Realistically it would account for much less though, since we can both agree that there are likely to be destructive technologies, and so all we are really doing is adjusting the timing of the next hurdle that requires coordination.
I’m not sure it’s worth arguing about this. I think that (1) these examples do only a little to increase my expectation of losses from insufficiently-sophisticated understanding of bargaining, I’m happy to argue about it if it ends up being important, but (2) it seems like the main difference is that I am looking for arguments that particular problems are costly such that it is worthwhile to work on them, while you are looking for an argument that there won’t be any costly problems. (This is related to the discussion above.)
Unlike destructive technologies, philosophical hurdles are only a problem for aligned AIs. With destructive technologies, both aligned and unaligned AIs (at least the ones who don’t terminally value destruction) would want to coordinate to prevent them and they only have to figure out how. But with philosophical problems, unaligned AIs instead want to exploit them to gain advantages over aligned AIs. For example if aligned AIs have to spend a lot of time to think about how to merge or self-improve safely (due to deferring to slow humans), unaligned AIs won’t want to join some kind of global pact to all wait for the humans to decide, but will instead move forward amongst themselves as quickly as they can. This seems like a crucial disanalogy between destructive technologies and philosophical hurdles.
This seems really high. In your Medium article you only argued that (paraphrasing) AI could be as helpful for improving coordination as for creating destructive technology. I don’t see how you get from that to this conclusion.

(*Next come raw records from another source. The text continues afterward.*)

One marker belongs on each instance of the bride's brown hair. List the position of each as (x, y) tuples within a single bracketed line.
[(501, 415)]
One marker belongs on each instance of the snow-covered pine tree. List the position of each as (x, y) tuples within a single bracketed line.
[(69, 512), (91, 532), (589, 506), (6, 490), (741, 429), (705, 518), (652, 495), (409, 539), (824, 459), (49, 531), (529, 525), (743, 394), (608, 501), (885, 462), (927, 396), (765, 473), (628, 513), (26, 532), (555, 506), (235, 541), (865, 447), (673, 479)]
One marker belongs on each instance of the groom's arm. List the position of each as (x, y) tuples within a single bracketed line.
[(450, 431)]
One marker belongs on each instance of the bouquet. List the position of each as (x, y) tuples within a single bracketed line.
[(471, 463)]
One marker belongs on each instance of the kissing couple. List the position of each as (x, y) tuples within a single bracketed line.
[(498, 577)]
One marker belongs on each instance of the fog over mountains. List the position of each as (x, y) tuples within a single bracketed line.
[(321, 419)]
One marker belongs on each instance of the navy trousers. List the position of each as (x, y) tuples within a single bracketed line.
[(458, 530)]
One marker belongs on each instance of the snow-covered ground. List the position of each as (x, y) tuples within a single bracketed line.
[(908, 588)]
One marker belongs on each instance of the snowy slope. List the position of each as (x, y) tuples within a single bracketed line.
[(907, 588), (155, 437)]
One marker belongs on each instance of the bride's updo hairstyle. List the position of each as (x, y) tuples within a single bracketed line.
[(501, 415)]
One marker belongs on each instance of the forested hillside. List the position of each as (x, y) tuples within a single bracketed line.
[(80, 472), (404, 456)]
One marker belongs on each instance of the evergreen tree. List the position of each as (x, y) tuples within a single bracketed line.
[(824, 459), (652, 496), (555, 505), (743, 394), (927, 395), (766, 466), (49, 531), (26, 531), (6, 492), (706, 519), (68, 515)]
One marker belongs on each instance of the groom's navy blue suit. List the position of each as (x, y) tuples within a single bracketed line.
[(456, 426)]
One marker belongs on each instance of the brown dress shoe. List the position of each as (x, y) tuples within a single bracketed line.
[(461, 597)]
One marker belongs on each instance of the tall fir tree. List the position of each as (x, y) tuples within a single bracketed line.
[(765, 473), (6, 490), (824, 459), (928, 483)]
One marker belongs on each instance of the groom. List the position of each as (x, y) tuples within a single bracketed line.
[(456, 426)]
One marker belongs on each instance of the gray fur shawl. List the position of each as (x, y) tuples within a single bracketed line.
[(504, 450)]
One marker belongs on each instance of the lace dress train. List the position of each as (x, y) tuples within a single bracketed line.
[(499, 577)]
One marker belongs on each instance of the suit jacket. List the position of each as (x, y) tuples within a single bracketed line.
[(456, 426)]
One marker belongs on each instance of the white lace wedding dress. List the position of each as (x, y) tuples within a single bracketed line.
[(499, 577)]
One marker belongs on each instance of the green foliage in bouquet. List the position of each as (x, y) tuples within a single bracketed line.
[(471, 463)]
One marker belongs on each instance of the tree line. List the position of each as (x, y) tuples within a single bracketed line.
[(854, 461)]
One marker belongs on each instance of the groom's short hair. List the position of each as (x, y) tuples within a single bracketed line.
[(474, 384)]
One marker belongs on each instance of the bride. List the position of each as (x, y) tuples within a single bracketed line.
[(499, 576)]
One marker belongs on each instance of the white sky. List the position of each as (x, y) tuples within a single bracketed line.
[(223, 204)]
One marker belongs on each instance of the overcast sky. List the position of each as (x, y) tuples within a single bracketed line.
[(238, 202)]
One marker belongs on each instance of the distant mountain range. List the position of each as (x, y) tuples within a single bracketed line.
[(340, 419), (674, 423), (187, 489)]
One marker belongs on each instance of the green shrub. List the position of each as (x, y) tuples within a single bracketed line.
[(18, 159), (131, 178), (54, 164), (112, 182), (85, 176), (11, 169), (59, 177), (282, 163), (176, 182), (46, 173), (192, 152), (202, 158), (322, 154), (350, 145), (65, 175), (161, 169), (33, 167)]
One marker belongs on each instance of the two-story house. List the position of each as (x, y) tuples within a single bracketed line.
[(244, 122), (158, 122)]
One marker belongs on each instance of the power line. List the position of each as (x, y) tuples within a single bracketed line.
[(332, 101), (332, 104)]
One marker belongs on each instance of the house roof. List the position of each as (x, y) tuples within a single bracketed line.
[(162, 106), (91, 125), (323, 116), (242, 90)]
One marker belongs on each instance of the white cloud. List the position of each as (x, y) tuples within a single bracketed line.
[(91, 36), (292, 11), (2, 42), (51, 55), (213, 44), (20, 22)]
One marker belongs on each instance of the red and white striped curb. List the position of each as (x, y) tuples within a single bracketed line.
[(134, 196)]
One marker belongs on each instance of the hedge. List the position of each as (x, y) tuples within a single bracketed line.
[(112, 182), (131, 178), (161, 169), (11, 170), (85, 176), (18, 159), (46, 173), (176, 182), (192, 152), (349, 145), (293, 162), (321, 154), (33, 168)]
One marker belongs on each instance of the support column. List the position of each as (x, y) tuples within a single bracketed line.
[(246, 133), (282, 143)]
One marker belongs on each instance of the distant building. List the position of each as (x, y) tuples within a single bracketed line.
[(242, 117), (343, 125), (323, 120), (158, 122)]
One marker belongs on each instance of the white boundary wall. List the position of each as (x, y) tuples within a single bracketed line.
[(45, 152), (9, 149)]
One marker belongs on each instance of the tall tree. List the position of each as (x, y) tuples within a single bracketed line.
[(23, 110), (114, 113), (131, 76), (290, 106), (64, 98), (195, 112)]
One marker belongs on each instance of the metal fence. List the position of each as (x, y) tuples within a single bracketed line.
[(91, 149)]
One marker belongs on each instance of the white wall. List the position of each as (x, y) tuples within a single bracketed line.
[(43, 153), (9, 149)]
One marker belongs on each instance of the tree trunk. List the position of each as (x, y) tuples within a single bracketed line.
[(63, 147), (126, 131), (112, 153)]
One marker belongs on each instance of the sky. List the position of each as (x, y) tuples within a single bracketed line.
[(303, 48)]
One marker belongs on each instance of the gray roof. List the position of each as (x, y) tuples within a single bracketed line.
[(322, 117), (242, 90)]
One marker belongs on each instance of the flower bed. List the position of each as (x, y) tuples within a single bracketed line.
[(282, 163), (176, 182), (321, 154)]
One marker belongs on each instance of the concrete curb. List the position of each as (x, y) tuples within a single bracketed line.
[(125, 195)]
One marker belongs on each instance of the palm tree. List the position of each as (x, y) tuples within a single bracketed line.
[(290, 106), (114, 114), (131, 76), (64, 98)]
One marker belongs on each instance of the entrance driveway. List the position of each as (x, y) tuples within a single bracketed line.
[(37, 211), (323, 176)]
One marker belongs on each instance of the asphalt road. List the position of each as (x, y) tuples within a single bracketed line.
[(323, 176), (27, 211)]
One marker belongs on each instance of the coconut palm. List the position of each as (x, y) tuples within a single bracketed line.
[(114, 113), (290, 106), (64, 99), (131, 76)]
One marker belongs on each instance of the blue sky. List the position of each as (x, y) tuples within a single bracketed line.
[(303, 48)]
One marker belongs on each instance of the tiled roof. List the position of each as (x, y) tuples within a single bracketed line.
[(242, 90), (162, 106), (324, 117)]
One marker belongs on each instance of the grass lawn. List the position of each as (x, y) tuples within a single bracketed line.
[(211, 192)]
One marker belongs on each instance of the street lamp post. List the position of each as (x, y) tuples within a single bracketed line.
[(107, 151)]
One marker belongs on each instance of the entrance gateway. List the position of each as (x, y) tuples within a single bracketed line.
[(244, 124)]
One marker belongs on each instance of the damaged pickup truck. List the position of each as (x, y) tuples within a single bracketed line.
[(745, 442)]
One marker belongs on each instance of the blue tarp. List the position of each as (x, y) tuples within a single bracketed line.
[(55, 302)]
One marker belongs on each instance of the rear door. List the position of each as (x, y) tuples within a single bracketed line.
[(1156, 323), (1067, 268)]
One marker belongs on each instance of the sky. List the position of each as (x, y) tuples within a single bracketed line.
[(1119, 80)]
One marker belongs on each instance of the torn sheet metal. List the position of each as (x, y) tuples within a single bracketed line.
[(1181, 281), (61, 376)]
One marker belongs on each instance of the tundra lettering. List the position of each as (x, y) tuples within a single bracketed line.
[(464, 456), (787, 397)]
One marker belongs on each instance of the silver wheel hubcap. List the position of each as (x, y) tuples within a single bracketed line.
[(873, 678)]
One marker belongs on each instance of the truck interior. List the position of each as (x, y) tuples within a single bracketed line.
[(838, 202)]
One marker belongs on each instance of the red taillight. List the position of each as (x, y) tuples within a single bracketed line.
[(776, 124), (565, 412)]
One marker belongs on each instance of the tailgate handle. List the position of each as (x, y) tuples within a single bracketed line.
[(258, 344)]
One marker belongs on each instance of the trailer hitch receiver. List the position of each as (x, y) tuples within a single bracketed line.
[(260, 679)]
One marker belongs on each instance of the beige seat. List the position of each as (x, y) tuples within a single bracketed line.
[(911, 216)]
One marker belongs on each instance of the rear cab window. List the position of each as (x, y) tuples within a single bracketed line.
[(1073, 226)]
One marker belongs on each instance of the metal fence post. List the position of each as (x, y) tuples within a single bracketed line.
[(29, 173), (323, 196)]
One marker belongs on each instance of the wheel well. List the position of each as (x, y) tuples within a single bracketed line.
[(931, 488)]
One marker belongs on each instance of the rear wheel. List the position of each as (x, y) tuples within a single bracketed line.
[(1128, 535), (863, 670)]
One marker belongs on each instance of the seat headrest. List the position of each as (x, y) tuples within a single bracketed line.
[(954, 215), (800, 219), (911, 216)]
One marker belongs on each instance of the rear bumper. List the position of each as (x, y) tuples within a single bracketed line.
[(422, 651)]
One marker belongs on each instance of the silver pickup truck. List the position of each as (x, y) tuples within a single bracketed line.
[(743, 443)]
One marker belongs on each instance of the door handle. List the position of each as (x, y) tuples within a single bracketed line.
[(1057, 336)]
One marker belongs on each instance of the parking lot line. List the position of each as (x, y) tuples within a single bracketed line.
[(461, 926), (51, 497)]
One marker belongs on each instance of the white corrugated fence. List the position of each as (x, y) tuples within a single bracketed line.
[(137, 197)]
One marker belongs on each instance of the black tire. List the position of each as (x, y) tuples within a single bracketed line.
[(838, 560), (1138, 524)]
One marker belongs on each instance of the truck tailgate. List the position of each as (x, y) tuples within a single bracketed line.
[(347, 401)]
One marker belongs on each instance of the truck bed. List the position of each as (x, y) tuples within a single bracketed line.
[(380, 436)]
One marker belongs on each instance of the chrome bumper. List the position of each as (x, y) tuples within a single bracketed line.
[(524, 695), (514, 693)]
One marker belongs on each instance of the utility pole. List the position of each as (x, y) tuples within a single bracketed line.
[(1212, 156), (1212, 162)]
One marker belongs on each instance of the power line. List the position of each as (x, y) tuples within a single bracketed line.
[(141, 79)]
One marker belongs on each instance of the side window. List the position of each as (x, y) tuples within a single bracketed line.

Unaligned AIs don’t necessarily have efficient idealized values. Waiting for (simulated) humans to decide is analogous to computing a complicated pivotal fact about unaligned AI’s values. It’s not clear that “naturally occurring” unaligned AIs have simpler idealized/extrapolated values than aligned AIs with upload-based value definitions. Some unaligned AIs may actually be on the losing side, recall the encrypted-values AI example.